Luisa Catanzaro brings her experience in finance to the Artereal Gallery business model. Her agile, fluid and collaborative approach to management is echoed in the work of Artereal’s artists.

Words: Helen McKenzie

Photography: Zan Wimberley

Avid art collector Luisa Catanzaro first harboured thoughts of owning a gallery in the early 1990s. “I started gallery hopping and doing the rounds more than 25 years ago. I have a very large collection and my running joke is that I started thinking about having a gallery as I ran out of wall space at home,” she says with a grin.

Two key considerations made Catanzaro’s transition to gallery ownership progress at a conservative pace. Firstly, there was finding the right space. Secondly, she did not want to give up her day job as a Chief Financial Officer. Catanzaro describes her role in the finance world as “an agent for change” – managing the funding, buying, selling and floating of companies.

Viewing an available but unsuitable space in the Sydney suburb of Rozelle, Catanzaro declared to the real estate agent that what she would really like is something like that – pointing to an old heritage fire station across the street. A year or so passed and out of the blue, Catanzaro received a call from an unrelated property agent offering an inspection of the admired building. A low false ceiling and the many small partitioned pokey offices that housed a publishing enterprise within could not disguise the potential Catanzaro envisaged for an airy, open gallery space.

“I brought in a building inspector and he went up a ladder to look in through the ceiling at the roof space. He said ‘oh my God, you better come and have a look’. I climbed up the ladder and said ‘we have got to have this building’. I opened the whole place up to its original heritage status. It looked nothing like this when I bought it,” Catanzaro gestures to the beautifully restored building, its soaring timber ceilings in the main gallery and the decorative pressed metal ceilings in the second space. “A few years later I set up Artereal.”

With the gallery space locked in, Catanzaro was left with the career dilemma to solve. “I love the finance element and I love the arts element, she says. “I thought, how can I have both at the same time? I wasn’t willing to give up either.”
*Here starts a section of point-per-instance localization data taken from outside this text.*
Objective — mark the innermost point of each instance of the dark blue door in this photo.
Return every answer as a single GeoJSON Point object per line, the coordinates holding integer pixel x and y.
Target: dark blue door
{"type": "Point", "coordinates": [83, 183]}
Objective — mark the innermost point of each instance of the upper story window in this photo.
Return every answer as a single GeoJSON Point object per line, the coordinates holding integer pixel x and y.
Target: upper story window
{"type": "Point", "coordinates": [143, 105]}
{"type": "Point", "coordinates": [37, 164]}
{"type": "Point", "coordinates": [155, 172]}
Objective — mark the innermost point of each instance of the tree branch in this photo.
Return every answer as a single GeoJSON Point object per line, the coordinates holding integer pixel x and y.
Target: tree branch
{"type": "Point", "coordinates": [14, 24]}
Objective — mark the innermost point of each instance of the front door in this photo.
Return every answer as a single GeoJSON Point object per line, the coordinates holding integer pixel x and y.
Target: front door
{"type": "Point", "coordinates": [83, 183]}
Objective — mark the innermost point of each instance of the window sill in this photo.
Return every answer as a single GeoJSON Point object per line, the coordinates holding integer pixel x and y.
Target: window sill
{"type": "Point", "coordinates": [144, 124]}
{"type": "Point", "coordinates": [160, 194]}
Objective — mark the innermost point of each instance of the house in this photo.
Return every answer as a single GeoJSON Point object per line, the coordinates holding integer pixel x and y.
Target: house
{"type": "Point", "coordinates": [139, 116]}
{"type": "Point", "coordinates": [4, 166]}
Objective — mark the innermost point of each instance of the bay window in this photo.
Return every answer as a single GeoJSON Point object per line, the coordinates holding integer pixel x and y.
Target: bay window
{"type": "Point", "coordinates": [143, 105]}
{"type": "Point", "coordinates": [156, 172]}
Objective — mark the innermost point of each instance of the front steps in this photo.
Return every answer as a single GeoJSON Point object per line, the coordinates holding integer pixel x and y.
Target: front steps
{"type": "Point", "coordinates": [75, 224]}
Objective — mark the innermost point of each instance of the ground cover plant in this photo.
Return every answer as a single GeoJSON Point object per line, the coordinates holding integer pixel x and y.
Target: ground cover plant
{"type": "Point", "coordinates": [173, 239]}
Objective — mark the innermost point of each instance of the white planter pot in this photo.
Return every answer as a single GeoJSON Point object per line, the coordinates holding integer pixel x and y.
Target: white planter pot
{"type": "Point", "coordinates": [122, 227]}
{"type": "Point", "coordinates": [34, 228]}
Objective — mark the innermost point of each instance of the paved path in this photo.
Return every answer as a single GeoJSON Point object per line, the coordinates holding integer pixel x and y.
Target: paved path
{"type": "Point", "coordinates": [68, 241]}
True to form as a successful CFO and accustomed to nutting problems out on paper, Catanzaro devised a business model for the gallery. “It is not top down or dictatorial in any sense. It is far more collaborative, consensus driven, team style,” she explains. “Barbara Dowse is our senior curator for the main space, Rhianna Walcott is our gallery manager and curator for the second space, Noula Diamantopoulos (who is also a psychotherapist, artist and teacher) is managing director and business coach. It is a very different model to a lot of other galleries. But it works, because we have similar view points, similar philosophies and are all passionate about how we see the space.”

Artereal is now in its 10th year and has a stable of more than 20 artists. Walcott, who has been with the gallery for seven years, takes on the difficult question: Is there a definable gallery aesthetic? “What links most of our artists is an attitude of experimentation,” she explains. “Most are pushing boundaries, either conceptually or through the materials they employ. Our artists tend to be a bit more cutting edge.”

As a gallery, Artereal also likes to push the conventional artistic representational boundaries by supporting performance art seasons, car park showings of video art, guest curator shows and mentorships for art school honours graduates. The gallery has participated in Melbourne and Sydney art fairs and is on the look out for interesting international opportunities for its artists. With a broad smile Catanzaro says: “I feel we might have been the only commercial gallery with a strategic plan, we are nimble, agile, not static and we love exploring change.”